Ses regards se fixèrent sur la grosse bûche qui servait de quatrième pied à son grabat. Il hésita une minute, se demandant s’il était préférable de grelotter toute la nuit ou de dormir sur un lit branlant.

Le vent siffla dans une fente de fenêtre, pleura, ricana, comme une sorcière dans l’âtre.
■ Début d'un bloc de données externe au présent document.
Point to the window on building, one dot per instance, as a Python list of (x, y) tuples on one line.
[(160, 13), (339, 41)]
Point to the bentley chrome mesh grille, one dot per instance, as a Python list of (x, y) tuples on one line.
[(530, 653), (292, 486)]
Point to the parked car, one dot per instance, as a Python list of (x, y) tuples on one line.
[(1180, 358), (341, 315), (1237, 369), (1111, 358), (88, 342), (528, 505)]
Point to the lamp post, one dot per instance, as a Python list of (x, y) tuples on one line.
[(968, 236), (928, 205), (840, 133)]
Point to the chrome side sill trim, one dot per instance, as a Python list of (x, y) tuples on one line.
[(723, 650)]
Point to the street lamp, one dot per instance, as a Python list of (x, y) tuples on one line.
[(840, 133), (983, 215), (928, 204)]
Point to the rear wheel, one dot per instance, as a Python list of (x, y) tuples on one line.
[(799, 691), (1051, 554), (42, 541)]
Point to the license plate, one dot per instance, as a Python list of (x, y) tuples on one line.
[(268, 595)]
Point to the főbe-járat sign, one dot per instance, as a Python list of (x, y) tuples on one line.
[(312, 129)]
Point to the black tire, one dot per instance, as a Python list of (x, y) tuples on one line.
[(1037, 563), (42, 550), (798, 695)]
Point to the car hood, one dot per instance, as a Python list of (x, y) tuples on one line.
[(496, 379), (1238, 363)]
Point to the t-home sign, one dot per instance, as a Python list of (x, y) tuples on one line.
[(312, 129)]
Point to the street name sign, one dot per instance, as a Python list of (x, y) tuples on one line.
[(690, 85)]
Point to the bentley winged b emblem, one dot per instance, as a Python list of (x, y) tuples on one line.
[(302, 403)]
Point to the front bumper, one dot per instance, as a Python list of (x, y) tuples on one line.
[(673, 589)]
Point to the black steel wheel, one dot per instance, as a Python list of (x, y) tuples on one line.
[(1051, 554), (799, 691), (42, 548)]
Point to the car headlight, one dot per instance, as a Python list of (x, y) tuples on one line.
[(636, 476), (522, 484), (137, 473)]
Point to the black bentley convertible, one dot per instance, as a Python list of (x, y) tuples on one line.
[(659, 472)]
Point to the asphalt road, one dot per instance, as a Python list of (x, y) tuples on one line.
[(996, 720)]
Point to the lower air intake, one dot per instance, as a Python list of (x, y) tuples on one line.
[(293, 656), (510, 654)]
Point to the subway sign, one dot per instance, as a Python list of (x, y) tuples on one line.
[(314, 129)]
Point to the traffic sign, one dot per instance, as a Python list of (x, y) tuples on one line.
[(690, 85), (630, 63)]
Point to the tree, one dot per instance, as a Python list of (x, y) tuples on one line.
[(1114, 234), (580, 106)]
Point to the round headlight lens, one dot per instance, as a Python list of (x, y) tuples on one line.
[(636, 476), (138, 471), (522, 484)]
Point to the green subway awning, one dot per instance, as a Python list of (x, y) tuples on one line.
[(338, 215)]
En une décision désespérée, Bernardo se leva, prit la bûche, la fendit et commença à en jeter les morceaux dans la cheminée. La flamme s’éleva, éclairant la triste demeure. Accroupi sur les talons, Bellincioni tendit ses mains bleuies vers le feu, dernier ami des poètes solitaires.

« Chienne d’existence ! pensait-il. En quoi suis-je moins bien que les autres ?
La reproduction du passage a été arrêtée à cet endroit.